Я не хлопал — смотрел на сумку. Я хлопал глазами и гадал, как Юлия воспримет мою адскую бестолковость.
— Занятная шутка, — сурово прошептала Юлия.
Стихи, которые Шерстнев на исходе зимы дал мне переписать в тетрадь, сопровождали наш разговор о будущем поэзии. Калькированные мною слова, казалось, этому соответствовали, и вдруг — такое разоблачение!
Один за другим выступили шесть поэтов. Я мог сказать только, что одна дама (та, что говорила «да») слишком спешила, другая спешила рассмеяться до того, как произнесет забавную строчку, и вместе с седой челкой откидывалась от микрофона, поэтому мое восприятие ничем не отличалось от рассеянного напряжения остальных слушателей. Был поэт громоподобный, но он ошибался, и вторичное громыхание эффекта не имело, был поэт затейливо шуршащий с микрофоном («уже основательно заплеванным», как сказала Вторая Юлия), дальше вышел мальчик в крупных очках и ни жестом, ни изломом интонации себя не выдал, за что ему долго хлопали, а потом Анулов что-то пробубнил потолку.
Шли еще необязательные вопросы (где будет следующий вечер, кто из предшественников на Шерстнева повлиял, ценит ли он авторскую песню, а почему нет). Убю принял утомленный вид и уже не улыбался.
— Просто есть важные жизненные вопросы, — отвечал Шерстнев, — которые довольно далеки от поэзии. Конечно, мы ими заняты, как все живые существа. Но это не повод отвлекаться от них в жизни. Я, предположим, не могу писать стихотворение другу, который не способен выбрать между двумя девушками. Конечно, подходят обе, но мужская дружба важнее. Если об этом писать, то очень завуалированно. И это будет житейское посредничество между жизнью и искусством.
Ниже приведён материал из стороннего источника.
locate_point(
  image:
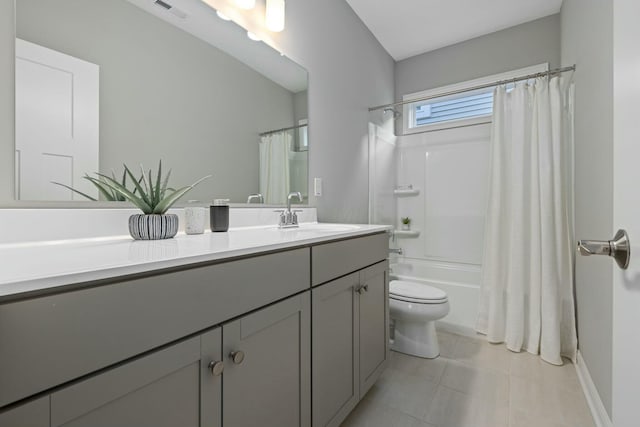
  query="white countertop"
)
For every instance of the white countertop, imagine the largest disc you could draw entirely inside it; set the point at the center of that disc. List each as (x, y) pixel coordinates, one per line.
(42, 266)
У бардов — еще хуже: дано такое настроение, с которым ни жить постоянно нельзя, ни до искусства оно не дотягивает.
— Но последнее, что мы от вас слышали, — вставил мальчик в крупных очках, — больше относится к жизни…
— Минуточку, — перебил Штурман, — бардов не пинает только ленивый. А как же более широкое явление песенных текстов? То есть я имею в виду стихи, написанные для музыкального сопровождения. Их содержание, надо сказать, бывает очень ярким, например, в английской культуре.
Кажется, Юлия справа вопросительно заглядывала мне в лицо, уткнувшись в мое бедро коленом. Слева ощущалась холодная близость внезапно возведенной стены. Нельзя было шевелить ресницей, чтобы ничто вокруг меня — ни сознание, ни время — не приходило в движение.